Analiza CE Delft sporządzona dla T&E koncentruje się na obecnej sytuacji na rynku i technologiach w zakresie emisji oraz ich kosztach w sektorze lekkich samochodów dostawczych. W związku z gwałtownie spadającymi cenami akumulatorów CE Delft zwraca uwagę, że małe furgonetki elektryczne już w 2018 roku zrównają się kosztowo z modelami z silnikami Diesla. Oznacza to, że w Europie w użyciu mogłoby być przynajmniej 800.000 małych furgonetek elektrycznych, jednak główną przeszkodą jest brak odpowiedniej podaży.
Szereg dyskutowanych obecnie wniosków legislacyjnych może rozwiązać powyższe problemy. Potrzebne są ambitne normy CO2 dla furgonetek do 2025 i 2030 roku, którym towarzyszyć będzie efektywny system promowania pojazdów bezemisyjnych.

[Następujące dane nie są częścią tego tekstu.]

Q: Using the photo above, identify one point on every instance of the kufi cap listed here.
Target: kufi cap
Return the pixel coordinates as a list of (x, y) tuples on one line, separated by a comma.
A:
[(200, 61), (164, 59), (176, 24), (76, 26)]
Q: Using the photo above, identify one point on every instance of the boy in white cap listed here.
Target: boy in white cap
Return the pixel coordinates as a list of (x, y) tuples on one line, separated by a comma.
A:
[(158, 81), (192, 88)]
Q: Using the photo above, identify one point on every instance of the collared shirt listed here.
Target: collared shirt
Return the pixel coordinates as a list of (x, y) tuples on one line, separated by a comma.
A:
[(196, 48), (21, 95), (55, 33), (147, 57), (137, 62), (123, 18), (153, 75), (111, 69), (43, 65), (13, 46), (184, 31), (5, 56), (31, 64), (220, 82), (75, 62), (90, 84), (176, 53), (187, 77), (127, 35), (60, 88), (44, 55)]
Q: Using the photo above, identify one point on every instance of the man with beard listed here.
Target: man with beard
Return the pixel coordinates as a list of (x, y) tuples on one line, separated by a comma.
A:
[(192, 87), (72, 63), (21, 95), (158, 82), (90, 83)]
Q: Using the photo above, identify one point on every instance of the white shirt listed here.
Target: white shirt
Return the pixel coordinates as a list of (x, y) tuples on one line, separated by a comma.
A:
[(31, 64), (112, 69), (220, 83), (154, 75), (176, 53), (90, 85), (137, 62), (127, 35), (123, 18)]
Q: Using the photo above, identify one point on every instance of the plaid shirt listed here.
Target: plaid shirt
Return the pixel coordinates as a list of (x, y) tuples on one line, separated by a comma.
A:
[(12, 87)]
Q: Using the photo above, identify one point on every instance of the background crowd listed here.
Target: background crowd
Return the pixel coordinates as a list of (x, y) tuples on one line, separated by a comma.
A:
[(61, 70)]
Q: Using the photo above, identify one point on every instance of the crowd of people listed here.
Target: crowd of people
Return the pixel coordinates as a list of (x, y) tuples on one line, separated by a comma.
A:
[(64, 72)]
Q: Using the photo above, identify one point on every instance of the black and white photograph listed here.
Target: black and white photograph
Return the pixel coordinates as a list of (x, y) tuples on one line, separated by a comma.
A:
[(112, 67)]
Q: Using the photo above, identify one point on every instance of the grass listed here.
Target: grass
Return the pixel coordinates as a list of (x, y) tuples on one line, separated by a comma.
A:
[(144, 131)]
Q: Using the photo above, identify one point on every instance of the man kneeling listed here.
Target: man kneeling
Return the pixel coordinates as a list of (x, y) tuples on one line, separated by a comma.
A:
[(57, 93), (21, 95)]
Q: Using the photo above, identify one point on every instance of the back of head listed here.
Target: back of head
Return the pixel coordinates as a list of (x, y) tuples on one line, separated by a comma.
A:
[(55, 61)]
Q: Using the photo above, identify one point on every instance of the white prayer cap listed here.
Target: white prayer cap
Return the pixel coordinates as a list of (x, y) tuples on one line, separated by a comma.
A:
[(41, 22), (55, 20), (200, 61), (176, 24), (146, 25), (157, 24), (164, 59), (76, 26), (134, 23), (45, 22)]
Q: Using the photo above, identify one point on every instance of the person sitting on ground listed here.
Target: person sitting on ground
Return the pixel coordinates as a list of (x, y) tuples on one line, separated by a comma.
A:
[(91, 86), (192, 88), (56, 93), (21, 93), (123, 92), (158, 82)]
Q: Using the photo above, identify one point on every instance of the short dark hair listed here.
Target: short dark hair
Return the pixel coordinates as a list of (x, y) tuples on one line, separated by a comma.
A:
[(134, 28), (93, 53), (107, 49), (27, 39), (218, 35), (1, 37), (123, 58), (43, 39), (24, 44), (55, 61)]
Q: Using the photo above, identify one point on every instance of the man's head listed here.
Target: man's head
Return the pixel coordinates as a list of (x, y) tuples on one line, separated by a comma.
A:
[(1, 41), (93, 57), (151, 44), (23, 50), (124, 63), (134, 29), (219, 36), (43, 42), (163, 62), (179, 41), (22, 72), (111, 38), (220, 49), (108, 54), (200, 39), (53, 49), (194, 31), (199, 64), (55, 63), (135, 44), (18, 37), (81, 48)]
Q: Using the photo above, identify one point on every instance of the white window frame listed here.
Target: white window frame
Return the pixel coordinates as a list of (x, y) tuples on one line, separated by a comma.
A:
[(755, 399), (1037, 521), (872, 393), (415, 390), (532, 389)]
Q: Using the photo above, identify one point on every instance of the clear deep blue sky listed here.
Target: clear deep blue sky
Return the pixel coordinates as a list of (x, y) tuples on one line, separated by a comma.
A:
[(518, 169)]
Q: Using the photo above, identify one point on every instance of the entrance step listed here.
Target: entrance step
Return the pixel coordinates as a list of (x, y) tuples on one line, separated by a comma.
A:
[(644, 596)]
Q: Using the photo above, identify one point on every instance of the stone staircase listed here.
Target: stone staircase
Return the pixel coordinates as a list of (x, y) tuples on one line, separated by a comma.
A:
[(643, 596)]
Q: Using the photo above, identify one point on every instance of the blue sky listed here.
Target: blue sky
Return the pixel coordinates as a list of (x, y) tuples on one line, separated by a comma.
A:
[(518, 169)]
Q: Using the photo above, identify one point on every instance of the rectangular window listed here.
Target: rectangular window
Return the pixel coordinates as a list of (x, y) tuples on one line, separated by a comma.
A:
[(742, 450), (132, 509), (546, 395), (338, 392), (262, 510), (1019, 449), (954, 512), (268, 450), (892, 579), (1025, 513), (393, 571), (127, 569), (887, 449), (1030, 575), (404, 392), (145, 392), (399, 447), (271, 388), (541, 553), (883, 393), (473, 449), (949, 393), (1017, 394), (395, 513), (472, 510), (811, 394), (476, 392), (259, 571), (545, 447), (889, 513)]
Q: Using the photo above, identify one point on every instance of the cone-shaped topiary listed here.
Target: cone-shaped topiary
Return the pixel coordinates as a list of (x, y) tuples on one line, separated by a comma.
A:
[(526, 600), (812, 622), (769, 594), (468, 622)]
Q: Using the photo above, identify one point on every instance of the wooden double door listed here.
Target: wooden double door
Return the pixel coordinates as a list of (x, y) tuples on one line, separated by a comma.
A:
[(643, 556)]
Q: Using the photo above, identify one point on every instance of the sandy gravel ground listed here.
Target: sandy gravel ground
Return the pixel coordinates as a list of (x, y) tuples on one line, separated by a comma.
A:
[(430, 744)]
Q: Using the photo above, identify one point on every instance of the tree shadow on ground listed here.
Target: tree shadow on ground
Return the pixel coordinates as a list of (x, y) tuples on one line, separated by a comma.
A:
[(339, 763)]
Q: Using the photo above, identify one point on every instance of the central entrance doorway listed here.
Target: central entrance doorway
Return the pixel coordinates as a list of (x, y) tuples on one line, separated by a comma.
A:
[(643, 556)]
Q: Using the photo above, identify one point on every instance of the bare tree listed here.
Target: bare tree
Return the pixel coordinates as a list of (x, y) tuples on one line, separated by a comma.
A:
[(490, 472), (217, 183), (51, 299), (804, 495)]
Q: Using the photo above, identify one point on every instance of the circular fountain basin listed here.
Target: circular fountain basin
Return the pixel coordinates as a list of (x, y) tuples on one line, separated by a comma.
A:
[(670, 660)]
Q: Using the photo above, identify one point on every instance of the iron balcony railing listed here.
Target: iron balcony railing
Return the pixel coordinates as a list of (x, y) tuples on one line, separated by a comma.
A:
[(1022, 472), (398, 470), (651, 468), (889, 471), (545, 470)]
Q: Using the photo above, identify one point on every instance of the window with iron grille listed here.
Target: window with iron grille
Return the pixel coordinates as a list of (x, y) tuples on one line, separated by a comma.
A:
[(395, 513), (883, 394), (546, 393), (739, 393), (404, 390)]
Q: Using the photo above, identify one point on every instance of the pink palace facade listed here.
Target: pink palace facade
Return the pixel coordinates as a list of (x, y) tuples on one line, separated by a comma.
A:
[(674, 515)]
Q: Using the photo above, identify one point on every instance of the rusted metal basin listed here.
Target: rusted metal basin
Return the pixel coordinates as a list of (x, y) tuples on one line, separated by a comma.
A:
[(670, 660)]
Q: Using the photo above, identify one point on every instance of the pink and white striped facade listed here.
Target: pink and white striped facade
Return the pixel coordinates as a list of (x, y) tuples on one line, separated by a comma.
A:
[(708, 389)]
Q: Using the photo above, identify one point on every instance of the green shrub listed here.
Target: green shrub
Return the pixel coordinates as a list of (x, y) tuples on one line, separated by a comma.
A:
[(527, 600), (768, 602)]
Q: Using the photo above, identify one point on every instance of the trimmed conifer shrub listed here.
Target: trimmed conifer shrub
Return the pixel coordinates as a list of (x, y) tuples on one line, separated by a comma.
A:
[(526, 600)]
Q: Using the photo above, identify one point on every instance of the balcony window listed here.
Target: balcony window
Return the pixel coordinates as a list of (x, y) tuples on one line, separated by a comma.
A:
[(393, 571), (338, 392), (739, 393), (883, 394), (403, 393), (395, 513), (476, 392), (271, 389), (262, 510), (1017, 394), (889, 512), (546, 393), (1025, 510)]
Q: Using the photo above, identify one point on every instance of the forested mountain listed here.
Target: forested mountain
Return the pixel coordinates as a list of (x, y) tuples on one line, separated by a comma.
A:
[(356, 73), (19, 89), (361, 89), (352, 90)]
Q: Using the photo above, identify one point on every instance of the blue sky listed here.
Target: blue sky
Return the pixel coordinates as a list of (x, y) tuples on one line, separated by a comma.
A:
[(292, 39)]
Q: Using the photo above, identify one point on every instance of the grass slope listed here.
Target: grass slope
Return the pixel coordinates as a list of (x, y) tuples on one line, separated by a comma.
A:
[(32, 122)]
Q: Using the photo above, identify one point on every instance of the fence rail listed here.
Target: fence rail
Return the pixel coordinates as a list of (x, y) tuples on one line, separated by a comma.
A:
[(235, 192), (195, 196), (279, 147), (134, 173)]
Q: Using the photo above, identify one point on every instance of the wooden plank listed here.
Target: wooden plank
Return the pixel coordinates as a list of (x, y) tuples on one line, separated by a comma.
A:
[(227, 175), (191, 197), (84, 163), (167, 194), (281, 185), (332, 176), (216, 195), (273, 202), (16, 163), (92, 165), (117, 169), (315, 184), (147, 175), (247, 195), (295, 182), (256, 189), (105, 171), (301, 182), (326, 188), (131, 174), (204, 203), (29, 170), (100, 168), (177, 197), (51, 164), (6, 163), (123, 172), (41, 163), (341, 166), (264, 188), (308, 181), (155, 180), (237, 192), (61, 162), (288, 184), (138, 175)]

Najnowsze propozycje Komisji w zakresie pakietu mobilności są jednak niewystarczające i nieodpowiednie. Dyrektywa o eurowinietach powinna objąć obowiązującymi zasadami pobierania opłat drogowych również duże furgonetki, tym samym stwarzając równe warunki działania dla transgranicznego transportu towarowego.
Raport CE Delft (j. ang.) został opublikowany równolegle do stanowiska T&E w sprawie norm dla furgonetek po 2020 roku (przetłumaczone na język polski).